In some ways, many of the crises plaguing the Church today can evoke similar reactions from contemporary Catholics. While issues such as the “culture of death,” the breakdown of the traditional family, scandal within the Church, and the increasing secularity of our society may not seem quite as dramatic as the Babylonian exile, they are nevertheless able to shake many people’s faith and prompt them to question Providence.

And yet even apart from all of this, this question is important simply because it was a part of Jesus’ Passion. By virtue of our baptism, we are all called to be with Christ in His Passion to at least some degree. As Jesus said, “Whoever wishes to be my disciple must deny himself, take up his cross and follow me.” (Matthew 16:24) and “Can you drink to cup that I am to drink?” (Matthew 20:22)

We don’t stay with Jesus in His Passion because we like suffering, but rather because we love Jesus. I think probably most of us can wrap our minds around the idea of staying with Jesus in the garden of Gethsemane—we probably feel that we could keep watch for an hour.
Perhaps with great difficulty, we can even manage to stay with Jesus at the scourging, along the Via Dolorosa, and at the crucifixion. But how could we possibly manage to be with Jesus during the moment he uttered this cry of complete desolation? It would almost seem akin to finding ourselves in Hell!

I honestly don’t know exactly how it is that we can remain with Jesus even here. The only thing I can say is that if God calls us to it, then He must give us the strength that we would need.

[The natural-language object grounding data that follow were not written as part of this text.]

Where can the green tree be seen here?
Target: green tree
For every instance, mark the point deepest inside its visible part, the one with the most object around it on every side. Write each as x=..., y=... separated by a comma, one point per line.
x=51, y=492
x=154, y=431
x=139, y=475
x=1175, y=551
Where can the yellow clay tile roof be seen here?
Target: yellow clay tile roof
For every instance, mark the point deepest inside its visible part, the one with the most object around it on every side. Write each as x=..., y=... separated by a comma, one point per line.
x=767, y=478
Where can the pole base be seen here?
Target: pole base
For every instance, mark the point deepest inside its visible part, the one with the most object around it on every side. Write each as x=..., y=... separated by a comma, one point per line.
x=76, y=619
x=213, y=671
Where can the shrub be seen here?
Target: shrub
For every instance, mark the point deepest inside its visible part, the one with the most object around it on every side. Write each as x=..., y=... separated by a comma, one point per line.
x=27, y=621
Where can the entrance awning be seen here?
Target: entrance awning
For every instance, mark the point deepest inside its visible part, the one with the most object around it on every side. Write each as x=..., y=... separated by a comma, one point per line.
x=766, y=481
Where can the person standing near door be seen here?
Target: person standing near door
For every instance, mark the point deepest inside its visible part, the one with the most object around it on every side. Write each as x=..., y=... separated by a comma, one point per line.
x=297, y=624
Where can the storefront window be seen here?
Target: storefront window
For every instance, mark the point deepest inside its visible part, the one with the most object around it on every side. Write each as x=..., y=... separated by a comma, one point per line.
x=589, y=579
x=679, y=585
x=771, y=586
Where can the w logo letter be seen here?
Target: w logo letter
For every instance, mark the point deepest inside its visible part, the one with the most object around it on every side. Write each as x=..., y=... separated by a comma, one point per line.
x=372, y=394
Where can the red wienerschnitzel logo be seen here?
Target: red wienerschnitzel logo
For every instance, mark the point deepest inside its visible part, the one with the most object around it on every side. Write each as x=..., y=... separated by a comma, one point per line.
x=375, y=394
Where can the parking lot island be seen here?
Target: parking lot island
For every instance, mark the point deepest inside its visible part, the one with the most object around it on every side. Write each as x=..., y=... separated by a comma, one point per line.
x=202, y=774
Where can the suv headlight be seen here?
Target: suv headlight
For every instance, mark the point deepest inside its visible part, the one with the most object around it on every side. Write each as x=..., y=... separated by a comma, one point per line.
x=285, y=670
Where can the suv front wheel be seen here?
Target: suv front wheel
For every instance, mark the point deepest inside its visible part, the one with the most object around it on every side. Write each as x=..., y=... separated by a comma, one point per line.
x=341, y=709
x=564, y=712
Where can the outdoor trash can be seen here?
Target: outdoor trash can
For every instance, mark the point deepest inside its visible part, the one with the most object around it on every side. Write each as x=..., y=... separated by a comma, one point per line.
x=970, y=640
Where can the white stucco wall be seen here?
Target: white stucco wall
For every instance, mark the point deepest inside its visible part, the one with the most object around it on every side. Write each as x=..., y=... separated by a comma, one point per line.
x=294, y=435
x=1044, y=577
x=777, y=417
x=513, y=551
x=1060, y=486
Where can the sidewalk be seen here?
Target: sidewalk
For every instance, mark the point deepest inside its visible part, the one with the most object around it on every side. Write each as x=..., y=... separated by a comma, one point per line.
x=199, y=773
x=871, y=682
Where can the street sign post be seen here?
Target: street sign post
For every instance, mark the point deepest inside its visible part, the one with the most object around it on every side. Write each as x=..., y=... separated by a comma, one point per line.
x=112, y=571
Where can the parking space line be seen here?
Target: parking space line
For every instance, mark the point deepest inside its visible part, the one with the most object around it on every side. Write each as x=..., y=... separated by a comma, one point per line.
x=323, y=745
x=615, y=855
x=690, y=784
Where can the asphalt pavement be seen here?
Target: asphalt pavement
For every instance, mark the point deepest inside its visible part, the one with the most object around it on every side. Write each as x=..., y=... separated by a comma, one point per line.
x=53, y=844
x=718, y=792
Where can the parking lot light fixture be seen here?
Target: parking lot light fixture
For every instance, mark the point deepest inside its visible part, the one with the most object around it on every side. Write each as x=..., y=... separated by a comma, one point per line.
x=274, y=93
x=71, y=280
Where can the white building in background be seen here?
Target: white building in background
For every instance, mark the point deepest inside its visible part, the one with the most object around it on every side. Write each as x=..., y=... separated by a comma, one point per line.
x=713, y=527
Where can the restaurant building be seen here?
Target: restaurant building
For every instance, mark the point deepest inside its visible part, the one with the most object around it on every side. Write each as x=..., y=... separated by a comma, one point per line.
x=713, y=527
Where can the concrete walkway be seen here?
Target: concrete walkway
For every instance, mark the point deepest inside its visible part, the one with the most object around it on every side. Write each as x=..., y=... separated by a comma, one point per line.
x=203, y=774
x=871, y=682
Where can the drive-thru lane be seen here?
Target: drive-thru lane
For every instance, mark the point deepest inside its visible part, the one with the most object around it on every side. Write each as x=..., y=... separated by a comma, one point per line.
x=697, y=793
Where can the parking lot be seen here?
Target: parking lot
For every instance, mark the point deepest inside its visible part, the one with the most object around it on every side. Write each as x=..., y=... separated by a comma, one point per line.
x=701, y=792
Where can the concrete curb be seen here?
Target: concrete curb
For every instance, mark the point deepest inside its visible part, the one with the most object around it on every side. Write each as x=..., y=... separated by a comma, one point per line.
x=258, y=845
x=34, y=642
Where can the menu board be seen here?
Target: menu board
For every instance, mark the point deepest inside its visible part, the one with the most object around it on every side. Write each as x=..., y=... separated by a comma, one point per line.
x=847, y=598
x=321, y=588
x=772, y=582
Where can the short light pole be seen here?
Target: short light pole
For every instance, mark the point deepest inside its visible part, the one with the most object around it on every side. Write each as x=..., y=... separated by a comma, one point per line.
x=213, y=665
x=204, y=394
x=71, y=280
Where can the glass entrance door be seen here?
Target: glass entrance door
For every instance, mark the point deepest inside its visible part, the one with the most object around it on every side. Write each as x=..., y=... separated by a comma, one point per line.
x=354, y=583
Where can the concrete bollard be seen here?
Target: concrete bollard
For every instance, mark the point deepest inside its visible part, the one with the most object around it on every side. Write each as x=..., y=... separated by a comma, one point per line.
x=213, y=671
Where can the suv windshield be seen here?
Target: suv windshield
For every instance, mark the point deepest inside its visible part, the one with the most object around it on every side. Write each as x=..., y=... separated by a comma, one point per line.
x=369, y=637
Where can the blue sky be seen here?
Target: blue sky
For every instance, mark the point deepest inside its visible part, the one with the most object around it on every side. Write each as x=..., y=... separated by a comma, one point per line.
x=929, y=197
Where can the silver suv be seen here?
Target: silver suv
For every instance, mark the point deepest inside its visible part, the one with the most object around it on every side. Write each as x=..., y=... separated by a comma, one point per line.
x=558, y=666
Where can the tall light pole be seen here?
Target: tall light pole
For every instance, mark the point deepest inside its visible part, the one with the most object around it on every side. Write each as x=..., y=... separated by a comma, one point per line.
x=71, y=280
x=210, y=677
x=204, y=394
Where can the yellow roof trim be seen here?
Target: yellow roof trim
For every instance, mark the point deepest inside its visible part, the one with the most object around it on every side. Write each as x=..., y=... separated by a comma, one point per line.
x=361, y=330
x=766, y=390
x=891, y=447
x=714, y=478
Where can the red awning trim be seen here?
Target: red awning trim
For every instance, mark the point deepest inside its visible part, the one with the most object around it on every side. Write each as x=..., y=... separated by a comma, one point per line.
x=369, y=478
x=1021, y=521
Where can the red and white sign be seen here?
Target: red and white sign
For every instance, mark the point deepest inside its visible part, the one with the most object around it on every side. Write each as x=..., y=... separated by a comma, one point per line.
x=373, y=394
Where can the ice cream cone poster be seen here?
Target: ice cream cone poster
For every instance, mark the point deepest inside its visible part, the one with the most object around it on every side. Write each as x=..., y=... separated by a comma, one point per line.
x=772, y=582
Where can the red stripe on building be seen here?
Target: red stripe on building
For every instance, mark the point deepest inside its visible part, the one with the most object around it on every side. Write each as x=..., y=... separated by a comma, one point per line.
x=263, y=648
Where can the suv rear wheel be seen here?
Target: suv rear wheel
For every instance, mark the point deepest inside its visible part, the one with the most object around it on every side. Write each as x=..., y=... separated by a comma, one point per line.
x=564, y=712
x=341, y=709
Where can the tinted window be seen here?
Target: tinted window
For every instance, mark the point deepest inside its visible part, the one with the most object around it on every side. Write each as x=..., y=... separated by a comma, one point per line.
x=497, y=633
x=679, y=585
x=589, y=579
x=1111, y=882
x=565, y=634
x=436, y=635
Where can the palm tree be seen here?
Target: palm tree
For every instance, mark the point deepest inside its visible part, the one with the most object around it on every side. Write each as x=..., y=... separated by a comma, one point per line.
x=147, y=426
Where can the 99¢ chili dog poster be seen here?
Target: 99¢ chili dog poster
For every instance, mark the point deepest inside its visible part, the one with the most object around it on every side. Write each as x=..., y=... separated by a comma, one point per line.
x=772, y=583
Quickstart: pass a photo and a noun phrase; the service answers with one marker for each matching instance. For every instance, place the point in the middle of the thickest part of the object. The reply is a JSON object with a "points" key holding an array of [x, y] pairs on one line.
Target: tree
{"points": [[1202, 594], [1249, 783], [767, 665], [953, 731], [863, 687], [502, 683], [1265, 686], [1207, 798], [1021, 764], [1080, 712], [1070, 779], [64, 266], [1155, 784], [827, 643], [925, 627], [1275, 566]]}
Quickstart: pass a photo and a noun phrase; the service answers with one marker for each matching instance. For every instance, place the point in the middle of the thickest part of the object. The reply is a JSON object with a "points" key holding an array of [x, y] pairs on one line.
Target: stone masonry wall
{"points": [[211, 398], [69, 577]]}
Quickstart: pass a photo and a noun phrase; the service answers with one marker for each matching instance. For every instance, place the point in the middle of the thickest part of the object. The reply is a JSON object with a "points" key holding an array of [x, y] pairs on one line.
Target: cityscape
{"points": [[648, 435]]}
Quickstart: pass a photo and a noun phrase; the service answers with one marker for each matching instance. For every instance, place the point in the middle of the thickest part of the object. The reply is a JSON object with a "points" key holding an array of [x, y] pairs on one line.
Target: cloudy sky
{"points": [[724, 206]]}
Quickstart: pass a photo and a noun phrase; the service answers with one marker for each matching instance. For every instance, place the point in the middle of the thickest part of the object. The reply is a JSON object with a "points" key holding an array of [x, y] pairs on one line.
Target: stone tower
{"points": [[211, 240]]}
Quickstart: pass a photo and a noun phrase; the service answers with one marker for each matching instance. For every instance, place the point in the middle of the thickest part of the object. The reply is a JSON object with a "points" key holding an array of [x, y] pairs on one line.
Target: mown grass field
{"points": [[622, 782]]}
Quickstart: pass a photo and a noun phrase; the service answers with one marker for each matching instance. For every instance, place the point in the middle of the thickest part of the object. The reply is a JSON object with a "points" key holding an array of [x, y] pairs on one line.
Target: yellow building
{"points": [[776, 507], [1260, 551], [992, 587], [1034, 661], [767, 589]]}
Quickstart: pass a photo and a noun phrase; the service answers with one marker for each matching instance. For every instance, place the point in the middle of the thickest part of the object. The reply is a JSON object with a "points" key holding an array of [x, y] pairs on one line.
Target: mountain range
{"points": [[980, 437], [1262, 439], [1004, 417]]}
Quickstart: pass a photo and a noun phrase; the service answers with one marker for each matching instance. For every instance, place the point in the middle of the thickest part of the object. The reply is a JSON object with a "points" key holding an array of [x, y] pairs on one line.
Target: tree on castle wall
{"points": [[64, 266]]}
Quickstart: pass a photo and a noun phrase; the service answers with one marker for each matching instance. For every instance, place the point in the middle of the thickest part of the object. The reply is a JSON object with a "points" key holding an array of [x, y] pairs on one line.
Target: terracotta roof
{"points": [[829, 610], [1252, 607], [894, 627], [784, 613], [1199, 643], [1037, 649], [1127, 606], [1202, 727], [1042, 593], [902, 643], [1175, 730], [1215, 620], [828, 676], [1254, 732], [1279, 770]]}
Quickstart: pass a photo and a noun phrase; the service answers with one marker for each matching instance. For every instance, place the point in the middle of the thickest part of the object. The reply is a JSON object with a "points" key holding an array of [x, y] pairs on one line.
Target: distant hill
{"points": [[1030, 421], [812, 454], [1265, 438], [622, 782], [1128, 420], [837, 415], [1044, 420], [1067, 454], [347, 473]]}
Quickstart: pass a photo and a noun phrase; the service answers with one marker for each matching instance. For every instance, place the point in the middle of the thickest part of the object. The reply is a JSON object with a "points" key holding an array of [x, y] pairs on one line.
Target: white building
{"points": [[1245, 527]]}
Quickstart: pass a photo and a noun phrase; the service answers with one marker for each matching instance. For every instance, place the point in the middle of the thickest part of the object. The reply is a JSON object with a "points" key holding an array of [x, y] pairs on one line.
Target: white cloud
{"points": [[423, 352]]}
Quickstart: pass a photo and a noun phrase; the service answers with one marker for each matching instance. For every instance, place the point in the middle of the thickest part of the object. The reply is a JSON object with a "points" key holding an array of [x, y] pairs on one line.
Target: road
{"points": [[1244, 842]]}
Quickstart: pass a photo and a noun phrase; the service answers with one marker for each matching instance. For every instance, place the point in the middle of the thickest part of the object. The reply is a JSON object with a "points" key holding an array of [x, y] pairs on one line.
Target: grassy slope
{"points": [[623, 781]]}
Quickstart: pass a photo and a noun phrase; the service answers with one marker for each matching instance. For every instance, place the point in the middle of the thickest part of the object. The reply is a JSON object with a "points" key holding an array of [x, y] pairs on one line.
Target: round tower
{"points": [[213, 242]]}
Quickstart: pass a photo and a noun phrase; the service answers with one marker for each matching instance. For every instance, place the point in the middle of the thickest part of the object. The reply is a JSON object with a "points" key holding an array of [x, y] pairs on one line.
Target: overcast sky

But here in the deepest darkness it’s important to remember some other words from the book of Lamentations, found even here in the midst of arguably the most anguished verses in all of Scripture:

The favors of the Lord are not exhausted
His mercies are not spent;
They are renewed every morning,
so great is His faithfulness.
My portion is the Lord, says my soul;
therefore I will hope in Him.

Good is the Lord to the one who waits for Him,
to the soul that seeks Him;
It is good to hope in silence
for the saving help of the Lord.
It is good for a man to bear
the yolk from his youth.

Let him sit alone and in silence,
when it is laid upon him.
Let him put his mouth to the dust;
there may yet be hope.

(Lamentations 3:22-29)

If, with the help of grace, we choose to continue to love God through darkness, He will use it as an opportunity to configure us more closely to Christ. Our faith will be strengthened, our hope will be increased, and our love will be purified.

Even while we will seem to have lost all of our joy, we will be given newer, deeper joys that we would not have understood before. We will understand Christ in a new way when he said, “Once I was dead, but now I am alive forever and ever. I hold the keys to death and the netherworld.” (Revelation 1:18)

And this is the Pascal mystery—the center of our faith and the gift we in inherited at Baptism.